Il Politecnico - Repertorio mensile di studj applicati alla prosperità e coltura sociale, fu un periodico fondato a Milano nel 1839 da Carlo Cattaneo.

Storia[modifica | modifica wikitesto]

Copertina del «Politecnico».

Le pubblicazioni iniziarono il 1º gennaio 1839 e si interruppero nel 1844 a causa dei sopravvenuti impegni del fondatore, che fino a quel momento aveva svolto un ruolo essenziale nella redazione della rivista. Il primo ciclo del «Politecnico» consta di 7 volumi. La rivista veniva stampata presso il tipografo Gino Daelli.
Cattaneo riprese le pubblicazioni il 1º novembre 1859, dopo l'annessione della Lombardia al Regno di Sardegna (vol. 8, 1860) e continuò fino al 1869 (vol. 31), anno in cui spirò. Il fondatore, comunque, aveva cessato di dirigerla nel 1862, anche se continuò a firmare articoli come collaboratore.

Nel 1864 la proprietà della casa editrice fu rilevata dall'ingegnere alsaziano Ernesto Stamm, che alla fine del 1865 la cedette a sua volta al finanziere Andrea Ponti.
Sotto la direzione di Francesco Brioschi nel 1866 la testata assunse un nuovo sottotitolo («Repertorio di studj letterari, scientifici e tecnici») e iniziò ad uscire in due distinte parti, letteraria e tecnica.
La prima, guidata da Romualdo Bonfadini, si chiuse alla fine del 1868; la seconda si fuse nel 1869 con il «Giornale dell'ingegnere civile e meccanico», per dare vita al «Politecnico. Giornale dell'ingegnere architetto civile e industriale».

Lo scopo della rivista, già palese nel sottotitolo, venne enunciato in maniera esplicita nel suo primo fascicolo: l'intenzione del fondatore era quella di

«appianare ai nostri concittadini con una raccolta periodica la più pronta cognizione di quella parte di vero che dalle ardue regioni della Scienza può facilmente condursi a fecondare il campo della Pratica, e crescere sussidio e conforto alla prosperità comune ed alla convivenza civile.»

(Wikisource)

La rivista fu quindi una rassegna di studi originali e recensioni approfondite sugli argomenti più disparati, dalle scienze esatte alla critica letteraria, unificati sotto il comune obiettivo di favorire il progresso tecnico-scientifico - e civile - dei suoi lettori.

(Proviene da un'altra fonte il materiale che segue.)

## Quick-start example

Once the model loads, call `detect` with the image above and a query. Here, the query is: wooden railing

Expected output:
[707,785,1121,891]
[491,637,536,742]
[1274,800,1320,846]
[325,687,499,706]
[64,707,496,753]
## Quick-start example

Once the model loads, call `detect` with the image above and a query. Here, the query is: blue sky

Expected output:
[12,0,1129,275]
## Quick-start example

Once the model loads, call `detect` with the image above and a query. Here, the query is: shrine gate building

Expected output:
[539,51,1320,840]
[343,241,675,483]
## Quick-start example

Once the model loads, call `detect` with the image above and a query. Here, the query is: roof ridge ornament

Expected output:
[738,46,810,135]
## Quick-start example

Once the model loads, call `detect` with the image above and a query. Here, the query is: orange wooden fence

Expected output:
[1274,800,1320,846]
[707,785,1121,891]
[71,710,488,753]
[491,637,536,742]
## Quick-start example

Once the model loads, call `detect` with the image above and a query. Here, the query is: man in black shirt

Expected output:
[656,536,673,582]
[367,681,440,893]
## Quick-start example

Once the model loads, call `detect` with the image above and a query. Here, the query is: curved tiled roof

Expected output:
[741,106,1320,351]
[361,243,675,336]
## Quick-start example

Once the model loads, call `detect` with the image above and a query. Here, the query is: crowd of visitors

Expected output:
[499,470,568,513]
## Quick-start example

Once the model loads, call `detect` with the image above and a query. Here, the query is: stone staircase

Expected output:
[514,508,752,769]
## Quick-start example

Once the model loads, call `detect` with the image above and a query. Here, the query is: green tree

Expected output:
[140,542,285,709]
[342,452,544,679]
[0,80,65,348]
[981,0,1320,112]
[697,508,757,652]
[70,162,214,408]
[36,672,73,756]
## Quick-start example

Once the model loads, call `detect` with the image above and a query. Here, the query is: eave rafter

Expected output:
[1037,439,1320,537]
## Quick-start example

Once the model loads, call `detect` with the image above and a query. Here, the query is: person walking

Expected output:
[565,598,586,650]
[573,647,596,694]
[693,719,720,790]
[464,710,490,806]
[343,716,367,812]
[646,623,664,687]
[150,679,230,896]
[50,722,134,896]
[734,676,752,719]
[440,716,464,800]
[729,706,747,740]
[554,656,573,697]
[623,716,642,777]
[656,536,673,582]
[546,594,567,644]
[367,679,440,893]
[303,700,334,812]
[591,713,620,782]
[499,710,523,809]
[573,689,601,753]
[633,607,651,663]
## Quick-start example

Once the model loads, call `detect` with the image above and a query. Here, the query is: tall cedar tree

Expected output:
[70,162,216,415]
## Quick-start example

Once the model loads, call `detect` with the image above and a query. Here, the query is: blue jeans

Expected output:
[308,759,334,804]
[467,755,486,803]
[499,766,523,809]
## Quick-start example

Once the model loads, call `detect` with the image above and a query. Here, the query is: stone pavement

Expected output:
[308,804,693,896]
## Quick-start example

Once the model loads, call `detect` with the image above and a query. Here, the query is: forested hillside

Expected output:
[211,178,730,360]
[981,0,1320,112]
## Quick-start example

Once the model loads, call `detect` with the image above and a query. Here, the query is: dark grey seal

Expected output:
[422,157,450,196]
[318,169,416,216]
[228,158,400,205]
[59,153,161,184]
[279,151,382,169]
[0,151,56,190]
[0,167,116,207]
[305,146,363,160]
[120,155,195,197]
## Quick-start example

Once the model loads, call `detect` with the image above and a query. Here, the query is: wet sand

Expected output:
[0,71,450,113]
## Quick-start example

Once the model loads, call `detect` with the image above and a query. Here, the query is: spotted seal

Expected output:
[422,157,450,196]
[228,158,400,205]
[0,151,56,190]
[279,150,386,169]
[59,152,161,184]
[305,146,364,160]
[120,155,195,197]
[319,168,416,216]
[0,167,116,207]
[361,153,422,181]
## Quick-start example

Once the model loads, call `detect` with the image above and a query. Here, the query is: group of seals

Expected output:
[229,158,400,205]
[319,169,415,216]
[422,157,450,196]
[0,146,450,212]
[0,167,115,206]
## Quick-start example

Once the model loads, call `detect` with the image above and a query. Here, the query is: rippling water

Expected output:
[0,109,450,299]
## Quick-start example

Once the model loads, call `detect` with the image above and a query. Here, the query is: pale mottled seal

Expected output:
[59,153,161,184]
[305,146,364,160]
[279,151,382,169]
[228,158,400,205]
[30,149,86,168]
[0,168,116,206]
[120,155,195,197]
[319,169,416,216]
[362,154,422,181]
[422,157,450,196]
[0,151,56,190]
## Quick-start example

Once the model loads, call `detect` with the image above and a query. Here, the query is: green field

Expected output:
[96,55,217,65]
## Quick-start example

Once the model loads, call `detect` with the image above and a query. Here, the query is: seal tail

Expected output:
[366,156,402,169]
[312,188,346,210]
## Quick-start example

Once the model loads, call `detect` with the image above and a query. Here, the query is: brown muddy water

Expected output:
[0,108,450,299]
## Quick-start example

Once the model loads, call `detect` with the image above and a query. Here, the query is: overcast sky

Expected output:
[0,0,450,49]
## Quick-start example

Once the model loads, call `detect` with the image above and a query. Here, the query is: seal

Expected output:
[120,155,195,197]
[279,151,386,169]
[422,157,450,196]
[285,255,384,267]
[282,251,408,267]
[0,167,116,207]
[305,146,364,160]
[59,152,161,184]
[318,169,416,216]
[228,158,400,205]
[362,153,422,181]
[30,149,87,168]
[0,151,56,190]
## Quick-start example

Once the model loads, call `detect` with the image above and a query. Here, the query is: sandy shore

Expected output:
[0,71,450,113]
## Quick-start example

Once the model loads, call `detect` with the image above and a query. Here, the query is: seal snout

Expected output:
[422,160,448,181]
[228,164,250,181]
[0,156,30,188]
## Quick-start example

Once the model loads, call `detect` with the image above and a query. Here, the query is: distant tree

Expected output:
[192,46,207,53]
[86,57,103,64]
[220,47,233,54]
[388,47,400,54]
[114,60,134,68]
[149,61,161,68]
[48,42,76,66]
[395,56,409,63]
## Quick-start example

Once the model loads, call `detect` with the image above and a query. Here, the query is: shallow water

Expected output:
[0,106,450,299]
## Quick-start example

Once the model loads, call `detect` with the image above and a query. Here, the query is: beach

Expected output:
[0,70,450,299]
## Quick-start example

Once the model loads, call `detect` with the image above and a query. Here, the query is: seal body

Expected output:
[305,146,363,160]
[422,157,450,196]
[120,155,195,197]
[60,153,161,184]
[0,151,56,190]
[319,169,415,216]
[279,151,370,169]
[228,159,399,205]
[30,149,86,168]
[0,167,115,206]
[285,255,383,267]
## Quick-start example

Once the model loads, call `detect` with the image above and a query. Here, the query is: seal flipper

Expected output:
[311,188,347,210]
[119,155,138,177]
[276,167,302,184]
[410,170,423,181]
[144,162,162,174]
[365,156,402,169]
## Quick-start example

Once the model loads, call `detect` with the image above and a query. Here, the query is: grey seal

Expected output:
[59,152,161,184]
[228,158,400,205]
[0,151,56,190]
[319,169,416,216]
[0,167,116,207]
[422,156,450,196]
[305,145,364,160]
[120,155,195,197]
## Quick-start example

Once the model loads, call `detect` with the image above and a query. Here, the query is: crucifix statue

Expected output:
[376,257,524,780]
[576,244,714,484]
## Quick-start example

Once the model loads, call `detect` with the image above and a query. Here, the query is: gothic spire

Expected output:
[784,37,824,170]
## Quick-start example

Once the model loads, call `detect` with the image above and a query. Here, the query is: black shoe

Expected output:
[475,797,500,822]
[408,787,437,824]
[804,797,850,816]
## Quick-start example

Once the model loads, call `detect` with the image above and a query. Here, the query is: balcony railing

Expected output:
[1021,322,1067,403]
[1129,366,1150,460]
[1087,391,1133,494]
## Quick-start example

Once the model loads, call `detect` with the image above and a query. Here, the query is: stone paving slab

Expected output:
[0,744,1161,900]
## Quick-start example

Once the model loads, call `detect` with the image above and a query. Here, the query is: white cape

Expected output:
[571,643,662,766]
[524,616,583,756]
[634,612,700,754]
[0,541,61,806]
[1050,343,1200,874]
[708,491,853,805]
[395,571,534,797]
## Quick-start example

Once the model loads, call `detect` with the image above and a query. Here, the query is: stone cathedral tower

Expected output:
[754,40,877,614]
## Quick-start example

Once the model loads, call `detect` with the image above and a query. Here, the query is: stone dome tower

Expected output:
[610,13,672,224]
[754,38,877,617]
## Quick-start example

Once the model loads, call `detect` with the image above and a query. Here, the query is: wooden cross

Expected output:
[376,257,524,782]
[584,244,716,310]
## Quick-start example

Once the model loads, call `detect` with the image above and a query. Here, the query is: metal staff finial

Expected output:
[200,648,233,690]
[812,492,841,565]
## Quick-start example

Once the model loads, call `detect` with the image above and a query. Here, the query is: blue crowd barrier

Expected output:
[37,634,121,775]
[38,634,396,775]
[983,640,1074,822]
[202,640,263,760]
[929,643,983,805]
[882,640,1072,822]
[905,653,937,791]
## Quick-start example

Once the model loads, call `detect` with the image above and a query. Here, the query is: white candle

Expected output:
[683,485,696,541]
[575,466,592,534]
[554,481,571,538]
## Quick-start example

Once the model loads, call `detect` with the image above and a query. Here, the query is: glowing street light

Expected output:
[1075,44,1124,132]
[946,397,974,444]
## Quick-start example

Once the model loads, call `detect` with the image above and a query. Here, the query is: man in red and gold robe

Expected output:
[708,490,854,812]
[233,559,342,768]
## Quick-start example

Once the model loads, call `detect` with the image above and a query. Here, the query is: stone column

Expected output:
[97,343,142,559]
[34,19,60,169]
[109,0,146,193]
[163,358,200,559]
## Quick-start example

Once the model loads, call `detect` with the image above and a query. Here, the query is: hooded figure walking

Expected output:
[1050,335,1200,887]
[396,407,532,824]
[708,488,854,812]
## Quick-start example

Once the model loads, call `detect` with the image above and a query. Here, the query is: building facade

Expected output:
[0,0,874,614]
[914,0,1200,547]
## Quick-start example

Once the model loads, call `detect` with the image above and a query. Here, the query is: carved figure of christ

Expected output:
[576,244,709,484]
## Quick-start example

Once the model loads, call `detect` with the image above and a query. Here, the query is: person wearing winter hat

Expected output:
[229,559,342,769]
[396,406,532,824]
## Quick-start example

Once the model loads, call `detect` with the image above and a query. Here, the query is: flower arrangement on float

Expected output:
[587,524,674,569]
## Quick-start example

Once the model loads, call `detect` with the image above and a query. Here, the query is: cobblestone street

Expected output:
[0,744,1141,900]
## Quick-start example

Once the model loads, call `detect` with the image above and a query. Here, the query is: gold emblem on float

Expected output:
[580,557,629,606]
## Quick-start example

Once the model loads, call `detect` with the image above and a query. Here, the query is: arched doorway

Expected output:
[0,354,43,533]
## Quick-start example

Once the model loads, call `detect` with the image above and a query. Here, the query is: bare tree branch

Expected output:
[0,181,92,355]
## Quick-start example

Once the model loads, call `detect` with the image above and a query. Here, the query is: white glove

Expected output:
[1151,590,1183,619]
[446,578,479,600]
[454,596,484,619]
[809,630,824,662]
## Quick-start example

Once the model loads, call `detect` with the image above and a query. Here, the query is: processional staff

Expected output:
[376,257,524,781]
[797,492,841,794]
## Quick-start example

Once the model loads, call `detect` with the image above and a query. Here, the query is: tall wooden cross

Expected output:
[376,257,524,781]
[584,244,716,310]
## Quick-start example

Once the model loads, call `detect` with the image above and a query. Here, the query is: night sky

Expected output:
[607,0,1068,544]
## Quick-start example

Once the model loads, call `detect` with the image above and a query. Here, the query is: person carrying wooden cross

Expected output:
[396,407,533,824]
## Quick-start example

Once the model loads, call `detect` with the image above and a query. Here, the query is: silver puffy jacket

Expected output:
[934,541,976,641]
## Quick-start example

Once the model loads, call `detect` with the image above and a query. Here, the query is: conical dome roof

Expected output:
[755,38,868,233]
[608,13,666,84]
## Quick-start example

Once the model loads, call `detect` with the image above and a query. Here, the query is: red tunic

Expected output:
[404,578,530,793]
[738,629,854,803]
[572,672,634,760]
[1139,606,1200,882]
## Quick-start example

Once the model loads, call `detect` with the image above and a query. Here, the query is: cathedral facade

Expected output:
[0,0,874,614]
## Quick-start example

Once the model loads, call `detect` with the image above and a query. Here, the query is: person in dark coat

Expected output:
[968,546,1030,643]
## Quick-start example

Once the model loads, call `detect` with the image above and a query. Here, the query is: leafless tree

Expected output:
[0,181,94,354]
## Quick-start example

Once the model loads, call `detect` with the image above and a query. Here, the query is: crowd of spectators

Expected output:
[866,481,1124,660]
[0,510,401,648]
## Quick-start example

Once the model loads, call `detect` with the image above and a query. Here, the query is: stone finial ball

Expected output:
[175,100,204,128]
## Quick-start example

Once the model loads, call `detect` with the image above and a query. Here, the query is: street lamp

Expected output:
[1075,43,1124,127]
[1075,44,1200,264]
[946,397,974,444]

I contenuti si articolavano nelle seguenti categorie:

  1. Applicazioni fisiche e matematiche, agraria, tecnologia, storia naturale, medicina ecc.
  2. Arte sociale, studj economici, amministrativi, legali, istorici, ecc.
  3. Studj mentali, metodi d'istruzione, nuovi instituti, ecc.
  4. Belle arti e belle lettere, ecc.
Alcune pagine del Politecnico
Tavole scientifiche

Impossibile riassumere nel dettaglio tutti gli ambiti investigati dagli studi del Politecnico. Molti interventi dello stesso Cattaneo vennero poi raccolti in sillogi dei suoi scritti. Si possono segnalare, per la profondità e l'acume i suoi contributi sulla Grande carestia irlandese (1845 - 1849) (un articolo che risultò profetico del 1844 ed uno nel 1860), in cui forniva un'eccellente analisi economica della situazione dell'Irlanda.[senza fonte]

Negli altri campi, degni di menzione in particolare gli studi linguistici sul "nesso ario-semitico" di Graziadio Isaia Ascoli (1864 e 1865), in cui veniva affrontato in modo scientifico il problema dei rapporti tra la famiglia linguistica semitica e quella indeuropea, o uno studio approfondito sui lavori per il taglio dell'istmo di Suez (1864), con allegata una cartina dettagliata in pianta e in sezione del progetto.

Bibliografia[modifica | modifica wikitesto]

  • Giornalismo italiano, Volume primo (1860-1901), Mondadori, “I Meridiani”, Milano, 2007.
  • Carlo Cattaneo, Il politecnico, Bollati Boringhieri, 1962. ISBN 8833904628
  • Google libri, Annate del «Politecnico» (1840, 1841, 1842, 1844, 1860, 1861, 1864 ed altre)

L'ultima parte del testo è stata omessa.